Gunsundari is 1934 Indian Hindi social drama film directed by Chandulal Shah. The film was a remake of 1927 film of same name and was remade again in 1948. It was a commercial success.

==Plot==
Shyamaldas has two sons, Chandrakant and Vinu, and a daughter, Kusum. Due to his alcoholic father's behaviour, Chandrakant is disheartened and falls for schemes of Madanrai and the prostitute Bansari who are plotting to get his property. Sushila, a sister-in-law of Chandrakant's wife Gunsundari, has a troubled relationship with his husband Vasantrai who takes away her necklace. Gunsundari helps her by giving her some money which she can not reveal to anyone due to promise of secrecy. She gets into trouble for it later. Gunsundari tries to save his husband by seducing him back to his family but was cast out to streets.

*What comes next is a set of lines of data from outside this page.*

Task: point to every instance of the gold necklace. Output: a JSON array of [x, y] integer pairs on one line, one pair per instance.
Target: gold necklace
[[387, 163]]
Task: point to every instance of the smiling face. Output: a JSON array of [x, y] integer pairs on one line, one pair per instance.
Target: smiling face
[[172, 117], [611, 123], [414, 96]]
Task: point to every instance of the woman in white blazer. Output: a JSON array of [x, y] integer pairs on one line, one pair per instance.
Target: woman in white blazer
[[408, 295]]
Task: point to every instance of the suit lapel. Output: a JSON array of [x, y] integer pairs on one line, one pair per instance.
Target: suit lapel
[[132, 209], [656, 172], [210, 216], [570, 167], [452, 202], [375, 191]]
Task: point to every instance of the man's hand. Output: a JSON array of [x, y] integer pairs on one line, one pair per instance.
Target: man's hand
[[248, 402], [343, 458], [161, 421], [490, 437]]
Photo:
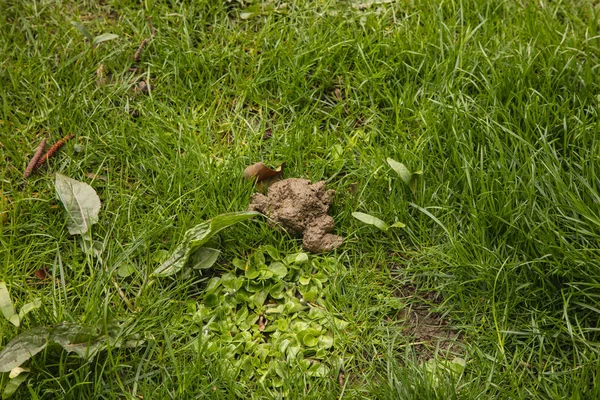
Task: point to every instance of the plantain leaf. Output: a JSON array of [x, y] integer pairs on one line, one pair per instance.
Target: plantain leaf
[[6, 305], [83, 30], [401, 170], [23, 347], [105, 37], [371, 220], [13, 384], [81, 202], [196, 237], [204, 258]]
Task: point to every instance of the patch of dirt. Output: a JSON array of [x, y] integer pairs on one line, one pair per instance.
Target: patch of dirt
[[428, 331], [300, 208]]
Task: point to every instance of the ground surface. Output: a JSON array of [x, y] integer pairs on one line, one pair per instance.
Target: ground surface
[[496, 101]]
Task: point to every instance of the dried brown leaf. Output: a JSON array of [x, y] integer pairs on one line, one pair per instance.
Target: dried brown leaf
[[35, 159]]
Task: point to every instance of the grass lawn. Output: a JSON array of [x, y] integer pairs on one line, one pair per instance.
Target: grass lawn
[[491, 290]]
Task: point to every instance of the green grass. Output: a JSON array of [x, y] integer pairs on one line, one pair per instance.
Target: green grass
[[497, 101]]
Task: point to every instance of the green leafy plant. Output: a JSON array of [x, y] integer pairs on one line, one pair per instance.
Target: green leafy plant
[[94, 41], [408, 177], [8, 310], [191, 249], [378, 223], [268, 317], [85, 341]]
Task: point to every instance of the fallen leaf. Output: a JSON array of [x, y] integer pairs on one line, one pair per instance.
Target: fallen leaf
[[196, 237], [23, 347], [105, 37], [81, 202], [100, 76], [371, 220], [6, 305], [260, 172], [93, 176], [341, 378], [41, 273]]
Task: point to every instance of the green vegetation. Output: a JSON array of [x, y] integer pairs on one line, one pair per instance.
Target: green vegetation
[[494, 104]]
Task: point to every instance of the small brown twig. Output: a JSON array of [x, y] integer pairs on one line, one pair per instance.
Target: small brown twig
[[53, 150], [138, 54], [149, 19], [34, 160]]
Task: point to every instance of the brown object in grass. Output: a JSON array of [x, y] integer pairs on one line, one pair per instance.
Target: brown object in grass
[[53, 150], [301, 208], [138, 54], [34, 160]]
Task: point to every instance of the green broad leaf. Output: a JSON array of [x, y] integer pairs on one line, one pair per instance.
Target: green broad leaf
[[275, 310], [310, 295], [13, 384], [83, 30], [310, 340], [126, 269], [298, 258], [204, 258], [278, 269], [239, 264], [277, 291], [401, 170], [304, 280], [23, 347], [251, 272], [198, 236], [211, 300], [212, 284], [272, 252], [340, 324], [160, 256], [27, 308], [250, 11], [6, 305], [105, 37], [371, 220], [266, 274], [81, 202], [258, 298], [83, 340], [325, 342], [15, 320], [318, 370], [231, 282]]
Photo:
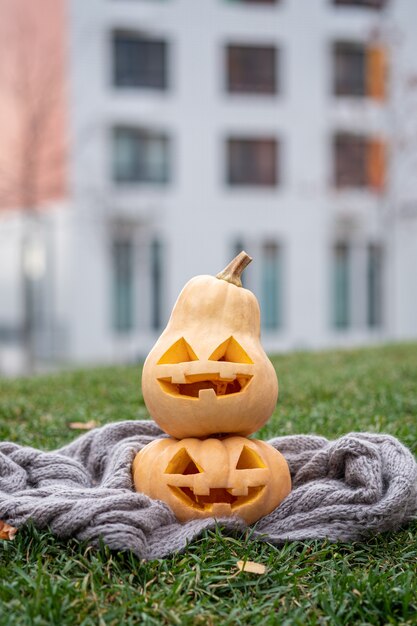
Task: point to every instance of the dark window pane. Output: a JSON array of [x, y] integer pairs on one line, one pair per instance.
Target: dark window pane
[[252, 69], [341, 291], [375, 269], [350, 161], [349, 69], [122, 285], [372, 4], [140, 156], [139, 62], [252, 162]]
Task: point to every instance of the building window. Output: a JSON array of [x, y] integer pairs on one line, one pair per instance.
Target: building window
[[349, 69], [359, 162], [156, 283], [370, 4], [374, 285], [341, 286], [122, 285], [271, 286], [139, 61], [359, 70], [252, 162], [251, 69], [140, 156]]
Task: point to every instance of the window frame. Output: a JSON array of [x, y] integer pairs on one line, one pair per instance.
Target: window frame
[[139, 37], [245, 88], [145, 134], [238, 182]]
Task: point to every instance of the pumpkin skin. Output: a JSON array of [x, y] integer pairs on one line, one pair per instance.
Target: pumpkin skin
[[208, 373], [214, 477]]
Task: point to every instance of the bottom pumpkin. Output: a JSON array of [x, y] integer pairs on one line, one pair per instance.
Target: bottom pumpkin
[[214, 477]]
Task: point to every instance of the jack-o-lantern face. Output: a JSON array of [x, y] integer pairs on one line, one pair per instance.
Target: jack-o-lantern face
[[213, 477], [182, 374], [208, 373]]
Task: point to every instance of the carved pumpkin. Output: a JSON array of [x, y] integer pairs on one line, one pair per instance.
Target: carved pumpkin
[[213, 477], [208, 373]]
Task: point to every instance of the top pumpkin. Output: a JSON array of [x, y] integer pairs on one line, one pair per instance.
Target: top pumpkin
[[208, 373]]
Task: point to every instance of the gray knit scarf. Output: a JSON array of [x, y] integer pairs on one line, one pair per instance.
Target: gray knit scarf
[[344, 490]]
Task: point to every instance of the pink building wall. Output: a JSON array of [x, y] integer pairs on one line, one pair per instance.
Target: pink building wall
[[33, 138]]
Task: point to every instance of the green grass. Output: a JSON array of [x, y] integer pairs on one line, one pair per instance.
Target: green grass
[[48, 581]]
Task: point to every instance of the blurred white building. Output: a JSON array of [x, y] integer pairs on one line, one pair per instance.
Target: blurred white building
[[202, 128]]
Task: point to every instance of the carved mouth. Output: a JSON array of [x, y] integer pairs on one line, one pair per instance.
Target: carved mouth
[[201, 382], [216, 496]]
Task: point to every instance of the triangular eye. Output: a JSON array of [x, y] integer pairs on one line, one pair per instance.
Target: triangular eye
[[230, 350], [249, 459], [182, 463], [179, 352]]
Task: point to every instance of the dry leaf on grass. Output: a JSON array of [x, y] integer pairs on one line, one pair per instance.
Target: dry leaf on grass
[[83, 425], [6, 531], [251, 566]]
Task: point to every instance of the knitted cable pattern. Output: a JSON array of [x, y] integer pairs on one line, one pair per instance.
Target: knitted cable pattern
[[346, 489]]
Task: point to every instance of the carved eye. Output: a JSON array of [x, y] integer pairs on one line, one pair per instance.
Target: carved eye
[[179, 352], [182, 463], [230, 350], [249, 459]]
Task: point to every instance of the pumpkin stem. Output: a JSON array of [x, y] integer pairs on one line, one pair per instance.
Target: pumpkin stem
[[233, 271]]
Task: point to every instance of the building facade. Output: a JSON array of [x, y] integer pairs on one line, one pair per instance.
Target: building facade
[[202, 128]]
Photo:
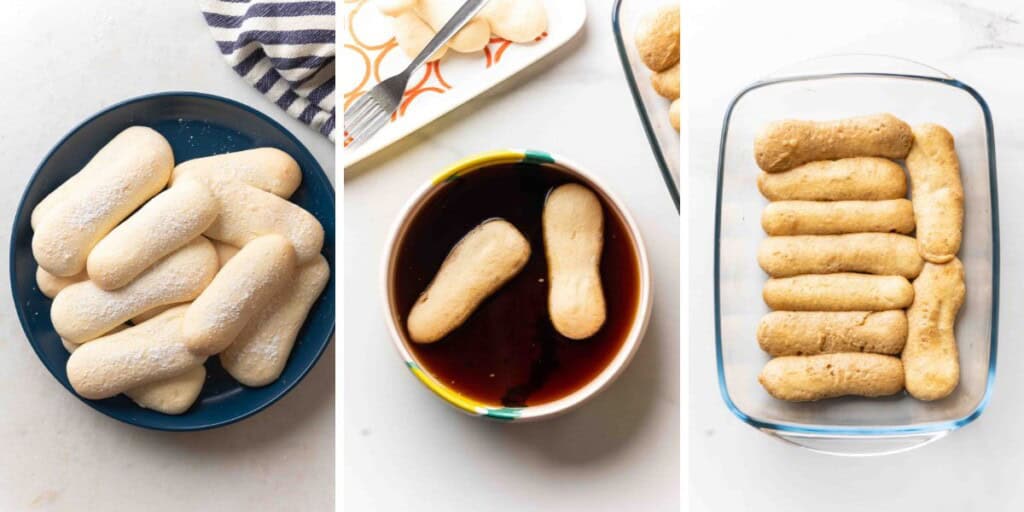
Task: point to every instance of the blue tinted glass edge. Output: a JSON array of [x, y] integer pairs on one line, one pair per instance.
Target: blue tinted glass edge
[[861, 431]]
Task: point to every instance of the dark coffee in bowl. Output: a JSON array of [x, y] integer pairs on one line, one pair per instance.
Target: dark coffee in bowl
[[508, 352]]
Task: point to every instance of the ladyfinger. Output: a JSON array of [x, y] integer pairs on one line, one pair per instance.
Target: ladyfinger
[[148, 352], [52, 285], [858, 178], [265, 168], [166, 223], [126, 172], [838, 217], [827, 376], [879, 253], [810, 333], [173, 395], [262, 269], [84, 311], [258, 354], [784, 144], [481, 262], [573, 239], [838, 292], [931, 356], [937, 193], [247, 213], [170, 396]]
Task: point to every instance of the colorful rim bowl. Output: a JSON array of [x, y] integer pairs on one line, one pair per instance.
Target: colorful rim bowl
[[584, 393]]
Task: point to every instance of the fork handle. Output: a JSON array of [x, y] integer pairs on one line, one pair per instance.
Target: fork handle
[[458, 20]]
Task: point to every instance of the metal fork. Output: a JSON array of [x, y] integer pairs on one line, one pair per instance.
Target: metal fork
[[369, 114]]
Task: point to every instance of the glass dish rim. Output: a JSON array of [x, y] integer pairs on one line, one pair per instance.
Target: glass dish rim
[[172, 426], [648, 128], [872, 431]]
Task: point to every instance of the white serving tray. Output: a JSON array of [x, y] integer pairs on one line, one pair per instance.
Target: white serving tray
[[370, 54]]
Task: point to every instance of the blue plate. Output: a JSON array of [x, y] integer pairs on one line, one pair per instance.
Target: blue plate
[[196, 125]]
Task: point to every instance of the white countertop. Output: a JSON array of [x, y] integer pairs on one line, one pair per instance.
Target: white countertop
[[64, 64], [732, 466], [407, 450]]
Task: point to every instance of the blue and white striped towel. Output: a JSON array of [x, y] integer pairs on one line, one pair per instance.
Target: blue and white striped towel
[[285, 48]]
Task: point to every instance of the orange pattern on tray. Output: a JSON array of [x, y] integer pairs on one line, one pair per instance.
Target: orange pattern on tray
[[372, 55]]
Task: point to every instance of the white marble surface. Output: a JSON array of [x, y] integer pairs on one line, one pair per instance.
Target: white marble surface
[[64, 61], [731, 43], [407, 450]]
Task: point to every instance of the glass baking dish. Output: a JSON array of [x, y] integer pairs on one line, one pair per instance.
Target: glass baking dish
[[837, 87], [653, 110]]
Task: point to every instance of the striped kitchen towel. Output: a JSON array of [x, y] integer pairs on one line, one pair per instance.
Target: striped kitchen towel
[[285, 48]]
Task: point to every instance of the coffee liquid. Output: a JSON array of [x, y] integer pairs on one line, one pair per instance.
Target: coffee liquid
[[508, 352]]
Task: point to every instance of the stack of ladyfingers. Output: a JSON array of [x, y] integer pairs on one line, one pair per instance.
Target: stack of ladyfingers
[[864, 284]]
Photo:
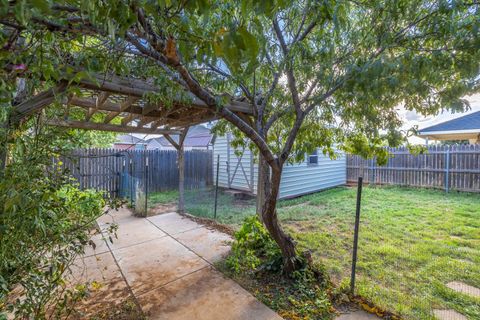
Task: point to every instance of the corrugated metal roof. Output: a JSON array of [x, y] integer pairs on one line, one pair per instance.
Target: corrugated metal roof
[[467, 122]]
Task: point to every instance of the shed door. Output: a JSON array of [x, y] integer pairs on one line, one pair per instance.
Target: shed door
[[240, 171]]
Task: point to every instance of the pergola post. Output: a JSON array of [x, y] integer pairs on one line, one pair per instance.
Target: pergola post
[[181, 167]]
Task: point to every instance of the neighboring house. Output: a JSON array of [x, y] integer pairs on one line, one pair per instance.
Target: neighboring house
[[129, 142], [460, 129], [315, 173], [198, 138]]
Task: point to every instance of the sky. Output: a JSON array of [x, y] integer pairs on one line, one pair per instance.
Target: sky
[[411, 118]]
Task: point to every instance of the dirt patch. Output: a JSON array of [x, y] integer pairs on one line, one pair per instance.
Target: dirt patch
[[211, 224], [126, 310]]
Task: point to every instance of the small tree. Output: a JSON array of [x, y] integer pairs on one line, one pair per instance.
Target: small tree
[[316, 73]]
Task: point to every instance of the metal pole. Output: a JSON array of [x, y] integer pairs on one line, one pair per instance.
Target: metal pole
[[355, 235], [216, 188], [447, 171], [131, 182], [146, 185]]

She eventually meets her husband Chandrakant who has been to streets now. At the end, it is found that dead Shyamaldas has left all his property to Chandrakant.

==Cast==
The cast is as follows:
- Gohar as Gunsundari
- Keki Bawa as Shyamaldas
- E. Bilimoria as Chandrakant
- Ram Apte as Vinu
- Shanta as Kusum
- Gangaprasad Pathak as Madanrai
- Rampiyari as Bansari
- Ghory as Vasantrai
- Kamlabai Gokhale as Sushila
Other cast include Charubala and Dixit.

==Production==
After advent of talkies, Chandulal Shah remade his 1927 silent film Gunsundari in Hindi.

== Music ==
Rewashankar Marwadi and Gangaprasad Pathak gave music for the film.

The songs were as follows:
- Gagari Chhalak Na Jaay Gori Gagari
- Mujhe Mat Chhedo Baar Baar
- Tumhen Ye To Soojhi Nayi Tadbeer
- Jal Bharne Ko Main Gayi Thi Sanwariya
- Piya Man Bas Gayi Kya Koi Baala
- Parde Mein Muskura Kar Bijli Se Ye Gira Kar
- Mora Saiyan Sautaniya Ke Dwar Gayo Re
- Kahan Le Jayen Is Dil Ko
- Jiya Dharat Naahi Dheer Dheer Re
- Chalo Patjhad Rut Beet Gayi

==Reception==
The film ran for 14 weeks and was commercially successful.

==Remake==
It was remade again in 1948 under Ajit Pictures and directed by Shah's nephew Ratilal Punatar and starred Nirupa Roy. However, this version include some changes to reflect their times.